If you’re coming across Iowa, the park is two minutes off Highway 20. Won’t cost you much time. Who knows? You might like it, might even like her.

Do me a favor. If you stop, give that merry-go-round a spin, okay? Put some ruts in that thick grass again. Make the place look lived in. That’d be nice.

_____________________________________________

“Ruth Suckow loved the Iowa countryside near this site. The rolling farmlands, woods, streams, and wildflowers. She called the little house that stood here, “My house.” Ruth was unknown when she came to Earlville in 1920. By 1926, she had published two novels and many short stories and was recognized in this country and abroad as the author of a fresh kind of realism. Her work tells in rich detail the life of middle-western communities in the earlier part of the 20th century. The family gatherings, church suppers, holiday celebrations, school commencements. Born in Hawarden, Iowa, on August 6, 1892, Ruth died in Claremont, California, January 25, 1960.

James C. Schaap

James Calvin Schaap is a retired English prof who has been something of a writer for most of the last 40 years. His latest work, a novel, Looking for Dawn, set in reservation country, is the story of two young women joined by their parents' mutual brokenness and, finally, a machine-shed sacrament of reconciliation. He writes and narrates a weekly essay on regional history for KWIT, public radio, Sioux City, Iowa. He and his wife Barbara live on the northern edge of Alton, Iowa, the Sgt. Floyd River a hundred yards or so from their back door. They have a cat--rather, he has them.

5 Comments

  • Eric Van Dyken says:

    Interesting story, Jim – and you tell it well.

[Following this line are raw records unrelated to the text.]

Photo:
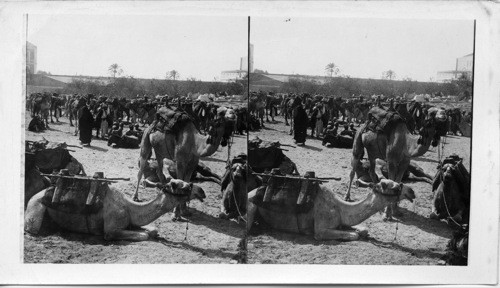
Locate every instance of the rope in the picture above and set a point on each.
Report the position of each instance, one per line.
(446, 206)
(187, 223)
(238, 209)
(396, 233)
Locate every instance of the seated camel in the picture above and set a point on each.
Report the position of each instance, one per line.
(236, 182)
(330, 218)
(413, 172)
(451, 188)
(110, 213)
(151, 178)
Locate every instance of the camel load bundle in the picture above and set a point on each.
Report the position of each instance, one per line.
(36, 124)
(280, 193)
(52, 156)
(76, 194)
(170, 121)
(382, 121)
(266, 155)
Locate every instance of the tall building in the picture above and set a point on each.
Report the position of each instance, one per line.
(30, 58)
(463, 66)
(232, 75)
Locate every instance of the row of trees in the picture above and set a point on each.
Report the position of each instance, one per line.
(130, 87)
(332, 69)
(347, 86)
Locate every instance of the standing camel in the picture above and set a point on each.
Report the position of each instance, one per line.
(435, 125)
(184, 146)
(389, 145)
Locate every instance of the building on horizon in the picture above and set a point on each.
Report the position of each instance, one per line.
(245, 66)
(31, 58)
(463, 66)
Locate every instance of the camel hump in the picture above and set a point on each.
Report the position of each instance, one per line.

    I’m curious: do you generally search these stories out, or do they find you? Perhaps some of both? I get the sense you spend a lot of time on backroads.

    • James Schaap says:

      The question you ask is not particularly easy to answer. Monday night I heard someone who wrote a book on POWs in Iowa during WWII talk about the Algona Nativity. I’d never heard of it. It’s a nativity scene carved by German POWs who were once in a 3000-person POW camp just outside of small Iowa town. Can you imagine? I told myself I had to get there. And I will–soon.

      Thursday night I was speaking at small town library about a half hour from here, when a man told me about a set of grasshopper crosses planted in eastern South Dakota soil as if to fend off the plague of locusts that hit here for three years straight. If tomorrow there wasn’t church, I’d be gone.

      I’ve been helping a Lakota woman write her life story–she recently turned 100 years old. To help her, I had a fill those ever-widening crevices in my brain with everything I could about Native American history–How should I say it? “a much forgotten subject” among Euro-Americans. There are stories about every foot and half along that trail. There’s no end to them

      I happen to be a member of a society that exists to try to keep the name of Ruth Suckow alive. At 71, I may well be among the youngest. So I stopped at the park on my way home from something–hence, the essay.

      I don’t believe you really have to ask my wife if her husband spends a lot of times on back roads. YOu can bet what she’d say–and she’s right. Frequently, people ask me–a retired guy–whether we traveled much last summer or last year. I usually shrug my shoulder. But I was raised with Thoreau, who said, unmistakably, “I have traveled a good deal in Concord.” It’s a joke, but it isn’t. Yeah, I’ve traveled a lot and will continue to, but to places no one else goes–and I’m not complainin’.

      There is a kind of purpose to all of it. I do a public radio feature on KWIT, NPR in Sioux City, Iowa, and have for three years. You can hear and see all of them–more than you’ll ever care to–here, if you’d like: http://www.floydriverpress.com.

      Sorry this response got so long! But thanks for asking–
      Jim

  • Harvey Kiekover says:

    Poignant, painful, and powerful– precious memories, how they linger! Thanks again, Jim.

  • Thanks for these reminders. Who will remember us when we are gone (from this earth)? How many Ruth Stuckow’s are out there, worth remembering but largely forgotten? Will all of those forgotten memories return to us someday in eternity?